Last week I managed to get hold of a copy of my medical record, as part of my quest to find out if I had a blood transfusion during surgery (I didn't). I had to pay for it like, but it's a fascinating read. Things I faintly remember happening and things that I had no idea about are documented in black and white - it's a relief to be able to read through the sequence of events that led to my diagnosis and then surgery.
Anyway, the thing that got me thinking was the notes from the surgery itself. It made me realise that several people have actually seen my brain. I don't know how many or who they are, isn't that strange? It seems like an intimate thing, my brain. There it is just minding it's own business, never intended to be seen by human eyes. And yet some people have actually seen it. In the flesh, as it were.

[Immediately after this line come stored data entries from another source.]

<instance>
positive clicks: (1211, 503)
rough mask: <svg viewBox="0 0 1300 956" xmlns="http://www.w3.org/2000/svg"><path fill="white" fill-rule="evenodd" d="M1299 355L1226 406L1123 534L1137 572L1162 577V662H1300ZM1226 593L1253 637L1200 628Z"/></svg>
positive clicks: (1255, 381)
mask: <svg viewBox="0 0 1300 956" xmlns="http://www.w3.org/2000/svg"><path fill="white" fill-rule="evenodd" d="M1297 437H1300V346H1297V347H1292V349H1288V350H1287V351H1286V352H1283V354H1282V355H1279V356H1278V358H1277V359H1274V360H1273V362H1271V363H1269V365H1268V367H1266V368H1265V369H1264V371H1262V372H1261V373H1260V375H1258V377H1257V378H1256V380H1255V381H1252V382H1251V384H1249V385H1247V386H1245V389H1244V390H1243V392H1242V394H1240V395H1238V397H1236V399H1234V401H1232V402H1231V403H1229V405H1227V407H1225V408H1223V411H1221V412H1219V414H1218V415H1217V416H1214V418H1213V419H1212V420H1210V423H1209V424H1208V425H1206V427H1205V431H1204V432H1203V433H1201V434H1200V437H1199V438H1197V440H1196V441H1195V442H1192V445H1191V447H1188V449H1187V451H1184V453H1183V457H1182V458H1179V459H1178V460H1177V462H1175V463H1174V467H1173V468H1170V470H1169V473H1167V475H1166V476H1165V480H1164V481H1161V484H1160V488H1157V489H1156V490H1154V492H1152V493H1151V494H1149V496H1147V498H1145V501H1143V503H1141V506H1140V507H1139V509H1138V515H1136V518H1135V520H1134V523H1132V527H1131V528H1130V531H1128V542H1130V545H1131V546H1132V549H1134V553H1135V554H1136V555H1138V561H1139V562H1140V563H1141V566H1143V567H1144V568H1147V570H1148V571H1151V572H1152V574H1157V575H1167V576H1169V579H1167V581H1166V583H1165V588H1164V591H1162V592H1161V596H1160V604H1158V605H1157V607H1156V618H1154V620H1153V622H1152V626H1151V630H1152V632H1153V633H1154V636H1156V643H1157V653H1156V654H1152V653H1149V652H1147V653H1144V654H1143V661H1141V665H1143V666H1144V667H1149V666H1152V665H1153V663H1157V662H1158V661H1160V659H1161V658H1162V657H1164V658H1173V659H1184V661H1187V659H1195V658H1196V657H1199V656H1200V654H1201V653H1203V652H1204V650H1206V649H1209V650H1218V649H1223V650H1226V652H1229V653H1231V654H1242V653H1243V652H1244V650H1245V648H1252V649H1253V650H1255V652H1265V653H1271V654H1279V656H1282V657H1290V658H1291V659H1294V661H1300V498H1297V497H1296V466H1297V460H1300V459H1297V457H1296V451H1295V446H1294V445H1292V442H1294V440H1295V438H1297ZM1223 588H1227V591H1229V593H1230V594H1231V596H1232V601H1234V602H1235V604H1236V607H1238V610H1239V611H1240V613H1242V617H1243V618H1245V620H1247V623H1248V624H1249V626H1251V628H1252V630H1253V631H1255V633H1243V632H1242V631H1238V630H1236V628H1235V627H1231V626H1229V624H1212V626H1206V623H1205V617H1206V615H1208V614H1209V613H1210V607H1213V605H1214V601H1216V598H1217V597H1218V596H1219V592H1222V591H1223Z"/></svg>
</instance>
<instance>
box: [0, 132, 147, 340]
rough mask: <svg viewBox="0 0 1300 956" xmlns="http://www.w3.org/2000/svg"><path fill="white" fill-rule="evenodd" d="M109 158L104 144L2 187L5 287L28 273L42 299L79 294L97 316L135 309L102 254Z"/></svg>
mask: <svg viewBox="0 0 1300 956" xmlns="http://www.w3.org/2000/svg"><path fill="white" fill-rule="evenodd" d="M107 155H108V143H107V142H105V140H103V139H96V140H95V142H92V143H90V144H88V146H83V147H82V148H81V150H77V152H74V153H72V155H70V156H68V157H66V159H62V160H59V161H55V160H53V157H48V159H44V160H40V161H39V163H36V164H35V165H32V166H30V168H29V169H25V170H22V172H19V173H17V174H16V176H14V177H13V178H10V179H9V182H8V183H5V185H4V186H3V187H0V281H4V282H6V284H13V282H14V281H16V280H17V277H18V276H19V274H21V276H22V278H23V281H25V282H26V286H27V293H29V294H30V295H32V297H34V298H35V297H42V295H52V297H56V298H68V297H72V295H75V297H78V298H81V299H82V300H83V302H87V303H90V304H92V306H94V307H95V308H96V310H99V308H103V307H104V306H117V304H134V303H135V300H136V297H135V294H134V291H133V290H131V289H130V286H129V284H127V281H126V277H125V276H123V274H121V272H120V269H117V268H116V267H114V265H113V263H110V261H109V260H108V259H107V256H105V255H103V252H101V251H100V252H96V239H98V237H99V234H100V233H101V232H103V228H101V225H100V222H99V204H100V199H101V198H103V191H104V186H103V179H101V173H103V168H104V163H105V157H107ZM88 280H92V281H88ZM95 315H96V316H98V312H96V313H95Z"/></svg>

When I was little we (my sister and I) stayed at my granny's for a few weeks while my parents moved house. I must have been about five. I remember this book at granny's that I read every night. I have no idea what it was called but it was about a boy (maybe a prince?) who had been tasked with finding something that no man had ever seen before. Not sure why.
After much searching and failed attempts, he finally came up with an unhatched egg out of which popped a baby chicken at the correct moment. My five year old mind was blown. Nobody had ever seen this chicken before. Nobody, ever. I'm not sure why this had such an effect on me, and I hadn't thought about this book for years. But the notion that someone had seen my actual brain brought back the same sense of wonderment.
I wish they'd taken a photo, I'd quite like to see my brain too.